# theyre back.....



## Dillusion (May 21, 2012)

Back where


----------



## el9surf (Dec 23, 2008)

yeah a general idea would be helpful


----------



## DuckNut (Apr 3, 2009)

I recognize those islands...

Did you catch it on the topwater that you bought when you sold my tackle?

Nice job Tide..I might go beat that channel up saturday.


----------



## cutrunner (Jun 8, 2010)

Gps #'s or you photoshopped it


----------



## skinny_water (Jun 11, 2008)

I concur.  But that also puts us a couple weeks from mullet season.....

Just looked at the tide chart for the next month and it sucks for all of the fishing that I want to do.


----------



## anytide (Jul 30, 2009)

> Back where


my back yard / T A M P A 
--yes those islands DN 
--a few slots on topwater , the pigs caught on ladyfish..
--snooklets / rat reds /ladyfish / 
--THEN 2 jacknuts driving WOT buzzed us and i was over  -i educated one of them slightly but the champ was with me so i kept it PG.........
but it was over by then and getting hot / home by 11am 
--missed my shots a monster snook and red, but 1 slot in the cooler and fish tacos/heineken for lunch today...


----------



## makin moves (Mar 20, 2010)

nice work tide where was my invite for fish tacos and cold brews


----------



## anytide (Jul 30, 2009)

sorry you couldnt make it ......


----------



## rkmurphy (Nov 2, 2008)

> nice work tide where was my invite for fish tacos and cold brews


Yeah man what's the deal?!  I tried to get out with both of you last weekend!  When is this going to happen?!

Nice fish Patrick. I'm jealous.


----------



## anytide (Jul 30, 2009)

M n M was suppose to bring you.....
--i dont fish on the weekends if possible -too many yum yums out there, but they were there anyways   [smiley=bigun2.gif]

-dont go there DN its closed till further notice :-?


----------



## rkmurphy (Nov 2, 2008)

> M n M was suppose to bring you.....
> --i dont fish on the weekends if possible -too many yum yums out there, but they were there anyways   [smiley=bigun2.gif]
> 
> -dont go there DN its closed till further notice :-?

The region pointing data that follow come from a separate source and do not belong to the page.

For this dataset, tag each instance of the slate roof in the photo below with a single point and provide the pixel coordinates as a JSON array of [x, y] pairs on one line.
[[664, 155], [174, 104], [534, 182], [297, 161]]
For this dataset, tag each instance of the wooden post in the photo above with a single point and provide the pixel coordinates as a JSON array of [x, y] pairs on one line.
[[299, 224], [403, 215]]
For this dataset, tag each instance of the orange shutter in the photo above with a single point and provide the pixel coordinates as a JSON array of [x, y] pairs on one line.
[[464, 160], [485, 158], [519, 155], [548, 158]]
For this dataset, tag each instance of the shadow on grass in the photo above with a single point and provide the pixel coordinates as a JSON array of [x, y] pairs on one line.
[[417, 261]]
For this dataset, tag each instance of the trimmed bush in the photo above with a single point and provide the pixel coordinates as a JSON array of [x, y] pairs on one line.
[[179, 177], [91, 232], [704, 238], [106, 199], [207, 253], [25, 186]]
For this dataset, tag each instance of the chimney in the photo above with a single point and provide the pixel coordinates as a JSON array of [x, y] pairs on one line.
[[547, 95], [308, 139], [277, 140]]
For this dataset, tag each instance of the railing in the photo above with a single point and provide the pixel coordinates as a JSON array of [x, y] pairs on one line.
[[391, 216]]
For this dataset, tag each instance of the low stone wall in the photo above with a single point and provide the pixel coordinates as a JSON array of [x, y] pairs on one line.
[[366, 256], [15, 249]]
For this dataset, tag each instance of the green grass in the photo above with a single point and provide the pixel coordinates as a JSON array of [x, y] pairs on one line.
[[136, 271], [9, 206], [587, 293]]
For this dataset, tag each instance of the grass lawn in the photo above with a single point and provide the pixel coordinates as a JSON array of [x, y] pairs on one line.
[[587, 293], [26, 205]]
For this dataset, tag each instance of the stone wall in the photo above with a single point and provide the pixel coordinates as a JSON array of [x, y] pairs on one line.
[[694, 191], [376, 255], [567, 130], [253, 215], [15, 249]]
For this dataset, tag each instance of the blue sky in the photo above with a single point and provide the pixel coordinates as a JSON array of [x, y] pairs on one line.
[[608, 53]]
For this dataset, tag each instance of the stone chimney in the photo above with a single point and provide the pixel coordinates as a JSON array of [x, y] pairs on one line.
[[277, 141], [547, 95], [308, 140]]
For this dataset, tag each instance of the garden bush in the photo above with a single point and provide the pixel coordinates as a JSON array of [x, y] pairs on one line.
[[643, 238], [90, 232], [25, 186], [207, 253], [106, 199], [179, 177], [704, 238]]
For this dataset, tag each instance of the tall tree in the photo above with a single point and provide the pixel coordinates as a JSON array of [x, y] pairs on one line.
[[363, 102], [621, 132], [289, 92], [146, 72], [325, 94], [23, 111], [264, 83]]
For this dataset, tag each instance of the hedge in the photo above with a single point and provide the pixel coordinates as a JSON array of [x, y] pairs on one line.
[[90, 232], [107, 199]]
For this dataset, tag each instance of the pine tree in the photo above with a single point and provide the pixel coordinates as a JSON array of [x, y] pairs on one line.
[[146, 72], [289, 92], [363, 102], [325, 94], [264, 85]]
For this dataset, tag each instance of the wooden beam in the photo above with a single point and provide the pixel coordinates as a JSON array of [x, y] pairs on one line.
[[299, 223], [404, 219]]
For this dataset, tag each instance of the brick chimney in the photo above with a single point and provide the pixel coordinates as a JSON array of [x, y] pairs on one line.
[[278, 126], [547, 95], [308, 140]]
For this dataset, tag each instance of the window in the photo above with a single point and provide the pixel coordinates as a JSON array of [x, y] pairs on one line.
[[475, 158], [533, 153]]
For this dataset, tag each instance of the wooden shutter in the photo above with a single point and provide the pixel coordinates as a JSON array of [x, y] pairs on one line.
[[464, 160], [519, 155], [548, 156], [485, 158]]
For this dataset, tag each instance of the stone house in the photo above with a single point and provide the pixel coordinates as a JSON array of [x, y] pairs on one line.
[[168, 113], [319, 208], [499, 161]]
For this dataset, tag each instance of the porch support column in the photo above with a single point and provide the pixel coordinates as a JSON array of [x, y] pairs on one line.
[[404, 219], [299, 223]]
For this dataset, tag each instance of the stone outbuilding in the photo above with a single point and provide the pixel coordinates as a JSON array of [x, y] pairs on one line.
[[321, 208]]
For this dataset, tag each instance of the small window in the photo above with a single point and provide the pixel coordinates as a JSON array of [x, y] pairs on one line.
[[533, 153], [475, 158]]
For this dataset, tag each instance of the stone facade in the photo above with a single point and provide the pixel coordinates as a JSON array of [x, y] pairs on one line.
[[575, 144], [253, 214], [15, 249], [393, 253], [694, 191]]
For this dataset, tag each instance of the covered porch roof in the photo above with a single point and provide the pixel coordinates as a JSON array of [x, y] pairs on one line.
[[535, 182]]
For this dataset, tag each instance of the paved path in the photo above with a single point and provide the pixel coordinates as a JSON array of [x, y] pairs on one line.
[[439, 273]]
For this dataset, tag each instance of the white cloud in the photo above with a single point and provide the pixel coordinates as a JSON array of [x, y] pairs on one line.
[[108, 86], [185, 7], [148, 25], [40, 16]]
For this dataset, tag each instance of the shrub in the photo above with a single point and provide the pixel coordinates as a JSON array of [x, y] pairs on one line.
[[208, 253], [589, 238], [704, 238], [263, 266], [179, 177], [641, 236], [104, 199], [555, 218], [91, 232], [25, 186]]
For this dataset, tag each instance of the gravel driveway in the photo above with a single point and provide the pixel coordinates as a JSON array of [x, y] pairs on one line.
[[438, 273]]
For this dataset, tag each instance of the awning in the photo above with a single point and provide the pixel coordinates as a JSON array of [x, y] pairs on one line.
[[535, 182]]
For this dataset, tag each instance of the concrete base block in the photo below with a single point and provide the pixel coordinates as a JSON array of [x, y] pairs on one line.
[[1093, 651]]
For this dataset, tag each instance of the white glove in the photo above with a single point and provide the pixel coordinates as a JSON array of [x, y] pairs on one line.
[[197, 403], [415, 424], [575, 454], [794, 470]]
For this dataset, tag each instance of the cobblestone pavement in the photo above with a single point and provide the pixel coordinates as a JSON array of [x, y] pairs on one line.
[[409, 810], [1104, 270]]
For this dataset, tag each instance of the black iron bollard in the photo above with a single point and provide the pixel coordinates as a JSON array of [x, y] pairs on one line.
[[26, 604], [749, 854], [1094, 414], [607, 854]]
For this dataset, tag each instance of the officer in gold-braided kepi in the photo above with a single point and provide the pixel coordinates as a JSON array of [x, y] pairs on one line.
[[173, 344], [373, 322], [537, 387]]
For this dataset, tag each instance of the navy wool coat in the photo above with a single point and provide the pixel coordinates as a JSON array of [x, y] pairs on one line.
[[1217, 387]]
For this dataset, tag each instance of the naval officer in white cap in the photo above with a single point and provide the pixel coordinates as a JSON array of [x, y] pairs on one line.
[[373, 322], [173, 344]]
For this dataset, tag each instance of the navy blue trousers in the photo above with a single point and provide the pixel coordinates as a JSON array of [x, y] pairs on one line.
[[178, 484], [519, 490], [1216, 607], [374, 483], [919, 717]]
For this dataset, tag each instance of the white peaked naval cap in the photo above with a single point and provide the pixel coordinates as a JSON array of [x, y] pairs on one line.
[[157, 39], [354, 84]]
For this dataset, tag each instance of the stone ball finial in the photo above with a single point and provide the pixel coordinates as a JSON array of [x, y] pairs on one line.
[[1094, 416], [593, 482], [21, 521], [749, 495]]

For the most part, the only time I can fish is the weekends, unfortunately. I can get out over the next few Mondays, though, so let me know if you're available. Same goes for you Eric.


----------



## makin moves (Mar 20, 2010)

I went out the other day exploring my new area north of Bayport. I went and modified my skeg and prop on a rock pile :-? Time for a trip to admrial props  Saw lots of reds, black drum and sheepshead


----------



## DuckNut (Apr 3, 2009)

> -dont go there DN its closed till further notice


Good, then they will be there when I can make out.


----------